Europcar has announced its €550 million purchase of rival Goldcar, Europe’s largest low-cost car rental company. It will see Europcar grow to become a broader provider of transportation services, catering to new markets including holiday hire and those wishing to forego car ownership for low-cost regular rental. In so doing this will help strengthen the company into a full mobility service provider, to bolster its offering to cater to the changes sweeping the auto industry.
It complements Europcar’s growth spree since Caroline Parot became CEO last year, including buying out its Danish and Irish franchises, buying leading German car rental company Buchbinder, as well as Dutch peer-to-peer car sharing provider Snappcar. The purchases are in response to revolutionary shifts in the industry, with rapid growth in the numbers of people booking vehicles through apps and those choosing to forego car ownership altogether, creating tremendous new expansion potential for Europcar.
Goldcar has a fleet of 50,000 vehicles across 87 locations, with a particularly strong presence in Spain and Portugal, as well as Italy. It has grown strongly at an average of 17% annually between 2008 and 2016. Europcar sees its purchase of the company as strategically enlarging the group into three key growth engines, namely the Mediterranean region, the holiday and leisure segment, as well as the rapidly growing low-cost and regular use segment, which is widely expected to hold great untapped potential.
Subject to approval, the deal is expected to be completed in the second half of this year. Parot said that ‘the bulk’ of Europcar’s acquisitions were now complete, with the company well-positioned to take full advantage of the future. She told the Financial Times: ‘We have done in six months what we were planning to do in four years. The low-cost segment is fast growing and one we want to be in.’
Low cost regions will account for a considerable 15% of Europcar’s overall business following the deal, providing a base from which to grow.

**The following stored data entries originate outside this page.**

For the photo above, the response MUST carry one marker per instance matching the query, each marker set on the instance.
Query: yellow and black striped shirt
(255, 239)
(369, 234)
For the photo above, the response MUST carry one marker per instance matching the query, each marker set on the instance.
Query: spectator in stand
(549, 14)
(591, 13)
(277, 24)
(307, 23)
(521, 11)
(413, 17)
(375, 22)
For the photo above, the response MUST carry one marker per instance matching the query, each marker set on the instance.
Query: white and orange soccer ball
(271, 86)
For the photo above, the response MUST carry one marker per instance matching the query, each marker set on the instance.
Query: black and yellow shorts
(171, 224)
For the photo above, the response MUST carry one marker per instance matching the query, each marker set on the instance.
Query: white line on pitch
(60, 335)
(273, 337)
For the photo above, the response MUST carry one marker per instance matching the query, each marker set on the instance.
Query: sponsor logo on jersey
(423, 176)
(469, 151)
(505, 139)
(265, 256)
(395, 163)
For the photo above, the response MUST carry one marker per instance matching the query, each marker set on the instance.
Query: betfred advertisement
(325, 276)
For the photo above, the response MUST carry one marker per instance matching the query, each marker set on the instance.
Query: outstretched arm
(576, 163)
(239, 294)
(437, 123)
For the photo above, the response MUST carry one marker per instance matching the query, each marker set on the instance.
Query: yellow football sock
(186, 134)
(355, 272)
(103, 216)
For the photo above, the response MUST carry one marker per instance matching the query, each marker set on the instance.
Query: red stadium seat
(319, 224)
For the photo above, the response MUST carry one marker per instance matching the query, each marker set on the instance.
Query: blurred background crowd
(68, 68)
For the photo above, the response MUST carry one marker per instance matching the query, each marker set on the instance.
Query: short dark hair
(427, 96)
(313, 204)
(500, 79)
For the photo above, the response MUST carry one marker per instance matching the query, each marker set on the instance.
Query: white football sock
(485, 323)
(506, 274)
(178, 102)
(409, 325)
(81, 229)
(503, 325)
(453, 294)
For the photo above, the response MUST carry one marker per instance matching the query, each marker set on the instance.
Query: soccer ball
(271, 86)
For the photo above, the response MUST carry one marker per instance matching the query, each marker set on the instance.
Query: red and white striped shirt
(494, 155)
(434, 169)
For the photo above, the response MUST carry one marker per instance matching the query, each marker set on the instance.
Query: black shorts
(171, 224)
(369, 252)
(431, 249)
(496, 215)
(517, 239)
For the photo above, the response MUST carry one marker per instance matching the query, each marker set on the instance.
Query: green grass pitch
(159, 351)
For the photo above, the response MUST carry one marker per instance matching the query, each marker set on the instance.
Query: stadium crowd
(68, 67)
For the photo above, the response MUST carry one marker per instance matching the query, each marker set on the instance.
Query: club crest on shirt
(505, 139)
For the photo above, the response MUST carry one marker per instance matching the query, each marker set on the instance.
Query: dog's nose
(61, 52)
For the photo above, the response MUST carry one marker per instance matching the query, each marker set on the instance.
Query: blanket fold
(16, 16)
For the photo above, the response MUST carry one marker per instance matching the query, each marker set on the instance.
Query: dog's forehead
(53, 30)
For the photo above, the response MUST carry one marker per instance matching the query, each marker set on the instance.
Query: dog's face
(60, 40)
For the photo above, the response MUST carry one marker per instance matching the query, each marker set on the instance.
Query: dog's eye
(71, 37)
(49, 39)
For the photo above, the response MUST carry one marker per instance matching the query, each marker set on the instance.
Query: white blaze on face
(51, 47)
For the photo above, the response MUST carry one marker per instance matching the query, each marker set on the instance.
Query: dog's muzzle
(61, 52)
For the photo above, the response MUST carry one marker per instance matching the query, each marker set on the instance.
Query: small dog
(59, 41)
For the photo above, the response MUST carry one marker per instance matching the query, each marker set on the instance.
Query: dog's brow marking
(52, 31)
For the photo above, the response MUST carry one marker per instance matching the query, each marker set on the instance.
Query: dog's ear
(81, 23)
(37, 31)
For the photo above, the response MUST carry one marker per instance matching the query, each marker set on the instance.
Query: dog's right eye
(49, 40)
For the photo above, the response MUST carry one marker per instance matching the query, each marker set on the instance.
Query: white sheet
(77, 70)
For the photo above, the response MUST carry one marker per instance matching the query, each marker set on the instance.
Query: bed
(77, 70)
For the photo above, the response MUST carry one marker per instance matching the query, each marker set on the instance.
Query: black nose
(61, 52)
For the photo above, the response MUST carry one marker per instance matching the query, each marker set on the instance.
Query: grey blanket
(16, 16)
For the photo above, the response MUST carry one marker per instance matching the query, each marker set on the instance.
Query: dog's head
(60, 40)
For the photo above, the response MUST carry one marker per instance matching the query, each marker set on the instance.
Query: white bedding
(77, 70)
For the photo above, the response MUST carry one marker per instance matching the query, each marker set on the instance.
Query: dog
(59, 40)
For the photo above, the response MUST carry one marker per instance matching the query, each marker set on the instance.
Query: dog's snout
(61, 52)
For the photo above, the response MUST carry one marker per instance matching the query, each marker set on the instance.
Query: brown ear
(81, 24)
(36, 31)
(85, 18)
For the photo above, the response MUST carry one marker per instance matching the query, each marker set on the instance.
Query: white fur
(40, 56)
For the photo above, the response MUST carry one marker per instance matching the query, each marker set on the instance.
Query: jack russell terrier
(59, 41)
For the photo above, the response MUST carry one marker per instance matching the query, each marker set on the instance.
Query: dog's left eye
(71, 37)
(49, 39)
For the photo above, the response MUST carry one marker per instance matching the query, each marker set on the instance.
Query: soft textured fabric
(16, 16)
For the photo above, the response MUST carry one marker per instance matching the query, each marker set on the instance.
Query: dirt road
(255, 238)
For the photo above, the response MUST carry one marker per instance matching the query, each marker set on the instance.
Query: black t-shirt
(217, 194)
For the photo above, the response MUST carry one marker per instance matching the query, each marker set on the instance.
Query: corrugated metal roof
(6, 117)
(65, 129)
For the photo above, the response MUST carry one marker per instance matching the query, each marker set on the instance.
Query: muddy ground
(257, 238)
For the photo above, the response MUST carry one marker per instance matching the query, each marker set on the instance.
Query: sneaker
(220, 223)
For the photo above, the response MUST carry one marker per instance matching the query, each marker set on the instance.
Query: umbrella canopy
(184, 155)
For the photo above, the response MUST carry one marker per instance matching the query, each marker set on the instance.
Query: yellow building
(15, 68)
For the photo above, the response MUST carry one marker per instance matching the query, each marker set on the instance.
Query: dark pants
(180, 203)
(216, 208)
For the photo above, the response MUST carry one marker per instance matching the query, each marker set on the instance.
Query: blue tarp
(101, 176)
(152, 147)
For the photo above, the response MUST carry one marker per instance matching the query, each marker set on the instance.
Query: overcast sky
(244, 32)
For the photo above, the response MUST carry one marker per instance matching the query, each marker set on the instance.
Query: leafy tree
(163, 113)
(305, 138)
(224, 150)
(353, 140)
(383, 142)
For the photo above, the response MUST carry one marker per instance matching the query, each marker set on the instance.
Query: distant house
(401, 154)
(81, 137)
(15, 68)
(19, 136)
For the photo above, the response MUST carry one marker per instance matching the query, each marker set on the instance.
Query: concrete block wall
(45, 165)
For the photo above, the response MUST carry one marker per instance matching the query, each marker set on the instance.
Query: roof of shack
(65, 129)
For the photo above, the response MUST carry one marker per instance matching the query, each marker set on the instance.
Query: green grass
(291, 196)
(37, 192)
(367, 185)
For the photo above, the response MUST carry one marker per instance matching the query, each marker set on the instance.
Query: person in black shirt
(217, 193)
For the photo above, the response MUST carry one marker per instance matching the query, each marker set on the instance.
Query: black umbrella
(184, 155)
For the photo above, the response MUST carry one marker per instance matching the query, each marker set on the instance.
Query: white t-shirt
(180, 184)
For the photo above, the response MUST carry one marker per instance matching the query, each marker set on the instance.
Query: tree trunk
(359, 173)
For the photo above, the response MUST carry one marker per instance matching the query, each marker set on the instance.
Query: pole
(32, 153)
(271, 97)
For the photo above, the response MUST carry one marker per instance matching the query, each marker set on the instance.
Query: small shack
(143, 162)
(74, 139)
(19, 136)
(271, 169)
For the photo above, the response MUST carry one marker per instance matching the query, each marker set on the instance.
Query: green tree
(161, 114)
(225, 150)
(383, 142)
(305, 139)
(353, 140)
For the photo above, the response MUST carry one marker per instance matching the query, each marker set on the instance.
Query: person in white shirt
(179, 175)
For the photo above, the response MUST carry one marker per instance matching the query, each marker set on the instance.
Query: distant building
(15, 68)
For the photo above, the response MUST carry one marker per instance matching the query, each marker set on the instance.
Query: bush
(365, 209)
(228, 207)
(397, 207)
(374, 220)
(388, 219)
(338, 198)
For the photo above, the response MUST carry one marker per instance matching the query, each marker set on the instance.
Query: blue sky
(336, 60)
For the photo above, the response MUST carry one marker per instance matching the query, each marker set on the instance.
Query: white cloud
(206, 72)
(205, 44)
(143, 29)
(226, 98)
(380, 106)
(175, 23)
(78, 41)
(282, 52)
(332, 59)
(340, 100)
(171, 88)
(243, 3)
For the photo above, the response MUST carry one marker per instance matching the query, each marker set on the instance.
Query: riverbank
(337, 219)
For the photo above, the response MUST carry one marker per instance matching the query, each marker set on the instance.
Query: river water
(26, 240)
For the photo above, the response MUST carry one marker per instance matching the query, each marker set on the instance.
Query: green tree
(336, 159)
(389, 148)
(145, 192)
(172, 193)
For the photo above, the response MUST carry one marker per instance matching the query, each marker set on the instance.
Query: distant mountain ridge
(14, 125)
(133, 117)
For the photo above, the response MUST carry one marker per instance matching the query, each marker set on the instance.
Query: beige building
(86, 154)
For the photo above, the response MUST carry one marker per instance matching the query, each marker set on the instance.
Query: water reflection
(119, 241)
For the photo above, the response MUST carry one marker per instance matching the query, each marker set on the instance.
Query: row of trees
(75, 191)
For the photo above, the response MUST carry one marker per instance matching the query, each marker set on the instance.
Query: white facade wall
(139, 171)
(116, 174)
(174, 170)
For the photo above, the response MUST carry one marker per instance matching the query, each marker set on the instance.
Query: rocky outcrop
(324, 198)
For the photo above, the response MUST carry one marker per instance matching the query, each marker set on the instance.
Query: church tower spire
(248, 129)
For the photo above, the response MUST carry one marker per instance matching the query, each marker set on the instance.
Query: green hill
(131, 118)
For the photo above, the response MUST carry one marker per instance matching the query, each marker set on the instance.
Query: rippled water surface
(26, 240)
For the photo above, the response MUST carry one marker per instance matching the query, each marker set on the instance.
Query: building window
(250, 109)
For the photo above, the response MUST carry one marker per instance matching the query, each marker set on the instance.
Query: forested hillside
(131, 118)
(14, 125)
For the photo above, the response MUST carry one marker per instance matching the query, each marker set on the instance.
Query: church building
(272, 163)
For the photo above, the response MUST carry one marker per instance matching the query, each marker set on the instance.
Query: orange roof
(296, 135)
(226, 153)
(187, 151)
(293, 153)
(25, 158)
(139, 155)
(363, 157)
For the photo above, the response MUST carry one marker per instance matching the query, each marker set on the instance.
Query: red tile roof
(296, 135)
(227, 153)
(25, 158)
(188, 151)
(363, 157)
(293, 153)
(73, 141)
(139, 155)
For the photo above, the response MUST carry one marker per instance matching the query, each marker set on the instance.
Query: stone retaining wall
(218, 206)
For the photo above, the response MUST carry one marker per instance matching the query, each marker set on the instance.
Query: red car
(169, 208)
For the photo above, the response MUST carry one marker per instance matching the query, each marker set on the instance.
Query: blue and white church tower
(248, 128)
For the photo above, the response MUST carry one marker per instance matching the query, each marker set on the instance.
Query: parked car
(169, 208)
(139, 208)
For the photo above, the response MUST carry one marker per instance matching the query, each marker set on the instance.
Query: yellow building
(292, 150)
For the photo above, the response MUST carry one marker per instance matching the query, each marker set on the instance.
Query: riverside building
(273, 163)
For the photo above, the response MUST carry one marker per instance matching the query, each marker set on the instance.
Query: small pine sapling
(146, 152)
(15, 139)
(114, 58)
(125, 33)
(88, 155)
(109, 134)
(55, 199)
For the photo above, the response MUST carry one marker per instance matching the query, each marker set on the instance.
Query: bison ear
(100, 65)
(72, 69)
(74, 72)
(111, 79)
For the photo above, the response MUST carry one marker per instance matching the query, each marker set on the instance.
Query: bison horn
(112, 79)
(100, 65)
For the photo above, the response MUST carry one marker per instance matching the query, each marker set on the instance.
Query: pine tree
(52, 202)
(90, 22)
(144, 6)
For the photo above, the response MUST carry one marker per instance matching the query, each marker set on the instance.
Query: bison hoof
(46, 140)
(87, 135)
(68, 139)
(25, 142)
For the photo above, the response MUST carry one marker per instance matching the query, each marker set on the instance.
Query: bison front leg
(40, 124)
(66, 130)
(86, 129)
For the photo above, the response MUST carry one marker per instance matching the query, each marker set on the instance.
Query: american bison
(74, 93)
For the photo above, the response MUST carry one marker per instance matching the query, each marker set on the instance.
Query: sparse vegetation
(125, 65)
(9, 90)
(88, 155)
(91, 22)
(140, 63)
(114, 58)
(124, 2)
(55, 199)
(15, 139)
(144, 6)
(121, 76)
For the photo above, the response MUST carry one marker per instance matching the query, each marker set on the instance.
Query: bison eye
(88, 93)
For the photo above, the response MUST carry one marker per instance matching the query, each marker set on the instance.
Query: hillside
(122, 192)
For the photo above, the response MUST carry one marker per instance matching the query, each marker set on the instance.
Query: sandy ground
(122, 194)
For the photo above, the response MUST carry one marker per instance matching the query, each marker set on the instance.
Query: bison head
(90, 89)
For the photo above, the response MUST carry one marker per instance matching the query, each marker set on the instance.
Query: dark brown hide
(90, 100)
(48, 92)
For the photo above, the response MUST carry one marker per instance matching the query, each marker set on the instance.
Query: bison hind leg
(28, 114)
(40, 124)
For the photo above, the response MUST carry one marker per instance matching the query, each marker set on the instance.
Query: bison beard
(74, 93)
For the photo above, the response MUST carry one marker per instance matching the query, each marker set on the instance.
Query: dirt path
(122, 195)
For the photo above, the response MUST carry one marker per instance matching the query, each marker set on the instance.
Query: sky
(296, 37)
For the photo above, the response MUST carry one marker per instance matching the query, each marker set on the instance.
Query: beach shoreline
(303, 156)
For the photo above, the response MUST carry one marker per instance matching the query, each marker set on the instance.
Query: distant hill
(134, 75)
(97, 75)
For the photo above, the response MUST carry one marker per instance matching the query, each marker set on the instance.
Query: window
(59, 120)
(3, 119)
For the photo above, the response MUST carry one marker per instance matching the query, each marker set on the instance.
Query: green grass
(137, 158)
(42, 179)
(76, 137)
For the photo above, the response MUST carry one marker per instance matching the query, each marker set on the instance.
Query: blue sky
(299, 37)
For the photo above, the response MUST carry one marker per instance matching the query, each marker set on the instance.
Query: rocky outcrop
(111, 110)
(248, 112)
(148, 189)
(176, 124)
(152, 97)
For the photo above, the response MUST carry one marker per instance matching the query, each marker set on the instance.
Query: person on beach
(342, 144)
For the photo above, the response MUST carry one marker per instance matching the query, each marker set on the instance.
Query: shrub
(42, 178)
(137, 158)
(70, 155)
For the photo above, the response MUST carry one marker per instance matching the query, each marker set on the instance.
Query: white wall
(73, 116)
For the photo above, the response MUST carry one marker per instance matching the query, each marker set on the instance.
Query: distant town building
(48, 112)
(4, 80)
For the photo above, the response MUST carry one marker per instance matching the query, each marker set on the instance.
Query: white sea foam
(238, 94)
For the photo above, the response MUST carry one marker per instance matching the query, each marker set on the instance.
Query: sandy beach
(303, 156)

Parot added in a statement: ‘We are [now] well placed to have completed the bulk of our 2020 Ambition in terms of acquisitions and, following the acquisition of Goldcar, we intend to focus on integration, delivering the expected synergies.’
Following this suite of acquisitions aimed at tapping into new growth markets, it seems wise for Europcar to now be focussing on consolidating the new acquisitions into its existing business, and focus on bringing this powerful new suite of services together on a flexible digitalisation platform that can be a go-to destination for all a customer’s transport needs.
This ‘2020 Ambition’ involves a drive to achieve €3 billion in annual revenues and a 14% profit margin by 2020, compared to €2.2 billion and 11.8% in 2016. The Goldcar acquisition is expected to lead to €30 million in cost synergies per annum by 2020.
Parot added: ‘With the combination of InterRent, Buchbinder and Goldcar, we will build the platform and the scale we were aiming for in the low cost segment.
‘Hence, we expect our low cost business unit to generate a significant portion of our Group revenues in the future and more importantly to anchor the development of the Group as a whole.’
Juan Carlos Azcona, CEO of Goldcar, added: ‘In a still largely fragmented space, we see plenty of opportunities to continue to grow Goldcar’s business in the future and believe the sharing of our respective best practices and corporate strengths will help boost the combined company’s growth prospects even further.’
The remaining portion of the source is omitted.